Obviously, there are many who have been rather naughty, but why is it that we hold them accountable to a higher standard than we do those engaged in other occupations?

Are we, for instance, such ethical employees that we feel we have the right to judge others based on how they do their jobs? Do all policemen, politicians, lawyers, doctors, civil servants or journalists in this country conduct themselves so much more professionally than those who drive people through thick traffic jams for long hours to earn enough to keep their families from starving? The 18th Century writer Samuel Johnson once said, “God Himself, Sir, does not propose to judge a man until his life is over. Why should you and I?”

Many social media enthusiasts in Malaysia, even if they’ve never visited londoncabs.co.uk, often cite the website for ranking Kuala Lumpur taxi drivers as the world’s worst. That’s fair enough since many KL cabbies are rough, rude, crooked and refuse to turn on their fare meters.
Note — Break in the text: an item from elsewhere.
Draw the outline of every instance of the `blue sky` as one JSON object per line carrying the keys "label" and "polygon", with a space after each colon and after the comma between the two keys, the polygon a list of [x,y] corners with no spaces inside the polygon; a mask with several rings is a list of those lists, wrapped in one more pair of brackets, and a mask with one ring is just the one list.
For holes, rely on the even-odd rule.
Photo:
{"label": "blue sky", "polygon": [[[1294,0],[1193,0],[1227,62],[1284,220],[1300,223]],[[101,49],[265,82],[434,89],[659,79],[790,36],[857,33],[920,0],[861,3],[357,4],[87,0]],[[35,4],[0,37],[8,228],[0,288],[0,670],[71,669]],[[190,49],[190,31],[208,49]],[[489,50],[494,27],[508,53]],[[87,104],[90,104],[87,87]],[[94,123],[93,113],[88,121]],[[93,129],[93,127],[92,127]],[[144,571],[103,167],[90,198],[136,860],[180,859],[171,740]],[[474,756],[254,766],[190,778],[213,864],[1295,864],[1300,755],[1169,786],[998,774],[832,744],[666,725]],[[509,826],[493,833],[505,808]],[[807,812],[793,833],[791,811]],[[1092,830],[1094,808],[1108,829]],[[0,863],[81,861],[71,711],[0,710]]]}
But do all taxi drivers truly deserve the resentment of the public? Do they deserve to be attacked by almost every civic group in the country? Do they, indeed, deserve to be denied their rights by the same statutory body that is supposed to protect those rights?

Perhaps it’s because we believe that taxi drivers ought to be saints that we’ve punished them and their families by opting to use transportation services like Uber and GrabCar.

The taxi drivers who protest against the increasing use of these alternative services have made the same argument over and over again – that allowing these services to continue is akin to allowing drug pushers to ply their trade. Okay, maybe they’re exaggerating, but they’re making the point that Uber and GrabCar are, when you come right down to it, illegal services.

They’re asking: Why are the authorities ignoring the law that requires transport operators to be licensed? And if some laws can be freely broken, can other laws be broken just as freely? If that is so, what’s to stop a quack from performing brain surgery in his backyard at a competitive price?

The Land Public Transport Commission (SPAD) is aware of the plight of taxi drivers, as are politicians who claim to champion the people’s rights. Both SPAD and these politicians have often talked about doing something about it. But that talk has been going on for a long time.

And now there’s even more talk. This time it’s about legalising Uber and GrabCar. But what is worrying taxi drivers is whether Uber and GrabCar will be required to follow the same set of rules and regulations that regular cabbies have to abide by. Or will they be allowed to continue operating like they’re doing now? “If that’s the case, then we might as well get rid of our taxis and join Uber,” said a taxi driver at a press conference two months ago.

We can all continue talking about the many things that could be implemented to resolve the issue, but so far talk has proven to be dirt cheap. It does look like there’s no will to act. And with the bad reputation that our cabbies carry, we who are saintly in carrying out our jobs probably want to see them continue to suffer the punishment of poverty. So what if a few families go hungry tonight?